In 1908, the British writer G. K. Chesterton described the embryo of today’s full-grown immature culture called postmodernism. One mark of its “vulgar relativism” (as Michael Novak calls it) is the hijacking of the word “arrogance” to refer to conviction and “humility” to refer to doubt. Chesterton saw it coming:
What we suffer from today is humility in the wrong place. Modesty has moved from the organ of ambition. Modesty has settled upon the organ of conviction; where it was never meant to be. A man was meant to be doubtful about himself, but undoubting about the truth; this has been exactly reversed. Nowadays the part of a man that a man does assert is exactly the part he ought not to assert — himself. The part he doubts is exactly the part he ought not to doubt — the Divine Reason. . . . The new skeptic is so humble that he doubts if he can even learn. . . . There is a real humility typical of our time; but it so happens that it’s practically a more poisonous humility than the wildest prostrations of the ascetic. . . . The old humility made a man doubtful about his efforts, which might make him work harder.

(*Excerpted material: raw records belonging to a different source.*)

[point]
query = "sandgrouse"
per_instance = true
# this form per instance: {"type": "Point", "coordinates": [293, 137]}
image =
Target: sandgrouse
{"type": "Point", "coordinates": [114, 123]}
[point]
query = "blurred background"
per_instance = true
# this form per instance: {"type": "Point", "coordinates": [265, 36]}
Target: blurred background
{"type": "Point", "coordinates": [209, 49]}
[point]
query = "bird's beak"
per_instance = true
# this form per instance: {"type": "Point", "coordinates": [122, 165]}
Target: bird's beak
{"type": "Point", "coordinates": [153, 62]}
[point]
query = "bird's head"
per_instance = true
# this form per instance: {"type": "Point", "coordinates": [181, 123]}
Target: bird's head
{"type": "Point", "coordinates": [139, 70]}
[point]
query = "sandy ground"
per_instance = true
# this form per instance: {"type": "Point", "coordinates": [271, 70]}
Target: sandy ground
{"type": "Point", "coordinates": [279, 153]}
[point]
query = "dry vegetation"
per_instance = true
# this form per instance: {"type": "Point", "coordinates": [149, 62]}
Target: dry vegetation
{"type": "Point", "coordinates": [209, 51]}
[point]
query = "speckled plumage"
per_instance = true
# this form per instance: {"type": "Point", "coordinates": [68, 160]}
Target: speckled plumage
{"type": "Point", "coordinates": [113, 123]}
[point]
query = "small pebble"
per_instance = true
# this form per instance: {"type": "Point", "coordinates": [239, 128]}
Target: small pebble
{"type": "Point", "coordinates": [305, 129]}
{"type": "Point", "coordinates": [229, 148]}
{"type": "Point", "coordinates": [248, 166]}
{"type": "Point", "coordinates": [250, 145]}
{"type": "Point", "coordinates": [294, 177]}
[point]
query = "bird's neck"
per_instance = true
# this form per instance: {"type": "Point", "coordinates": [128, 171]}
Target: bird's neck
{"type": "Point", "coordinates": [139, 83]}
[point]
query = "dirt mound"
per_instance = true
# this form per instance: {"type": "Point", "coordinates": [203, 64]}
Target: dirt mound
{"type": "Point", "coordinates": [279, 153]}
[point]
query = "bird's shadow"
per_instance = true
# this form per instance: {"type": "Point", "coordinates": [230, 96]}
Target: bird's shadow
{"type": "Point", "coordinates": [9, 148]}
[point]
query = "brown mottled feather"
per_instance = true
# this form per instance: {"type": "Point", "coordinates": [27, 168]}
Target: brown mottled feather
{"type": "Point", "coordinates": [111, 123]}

But the new humility makes a man doubtful about his aims, which makes him stop working altogether. . . . We are on the road to producing a race of man too mentally modest to believe in the multiplication table. (Orthodoxy [Garden City, NY: Doubleday and Co., 1957], pp. 31–32)
We have seen it most recently in the resentment over Christians expressing the conviction that Jewish people (like everyone else) need to believe in Jesus to be saved. The most common response to this conviction is that Christians are arrogant. Modern-day humility would never cry, “Fire!” since the smoke might be vapor from the clothes dryer.
If humility is not compliance with the relativism of sophomoric skepticism, what is it? This question is important, since the Bible says, “God opposes the proud but gives grace to the humble” (1 Peter 5:5), and “Everyone who exalts himself will be humbled, and he who humbles himself will be exalted” (Luke 14:11). God has told us at least five truths about humility.
1. Humility begins with a sense of subordination to God in Christ. “A disciple is not above his teacher, nor a slave above his master” (Matthew 10:24). “Humble yourselves, therefore, under the mighty hand of God” (1 Peter 5:6).
2. Humility does not feel a right to better treatment than Jesus got. “If they have called the head of the house Beelzebul, how much more will they malign the members of his household!” (Matthew 10:25). Therefore humility does not return evil for evil. It is not life based on its perceived rights. “Christ also suffered for you, leaving you an example for you to follow in his steps. . . . While suffering, he uttered no threats, but handed [his cause] over to him who judges righteously” (1 Peter 2:21–23).
3. Humility asserts truth not to bolster ego with control or with triumphs in debate, but as service to Christ and love to the adversary. “Love rejoices in the truth” (1 Corinthians 13:6). “What I [Jesus] tell you in the darkness, speak in the light. . . . Do not fear” (Matthew 10:27–28). “We do not preach ourselves, but Christ Jesus as Lord, and ourselves as your bond-servants for Jesus’s sake” (2 Corinthians 4:5).
4. Humility knows it is dependent on grace for all knowing and believing. “What do you have that you did not receive? And if you did receive it, why do you boast as if you had not received it?” (1 Corinthians 4:7). “In humility receive the word implanted, which is able to save your souls” (James 1:21).
5. Humility knows it is fallible, and so considers criticism and learns from it. But humility also knows that God has made provision for human conviction and that he calls us to persuade others. “We see in a mirror dimly, but then face to face; now I know in part, but then I will know fully just as I also have been fully known” (1 Corinthians 13:12). “A wise man is he who listens to counsel” (Proverbs 12:15). “Therefore, knowing the fear of the Lord, we persuade men” (2 Corinthians 5:11).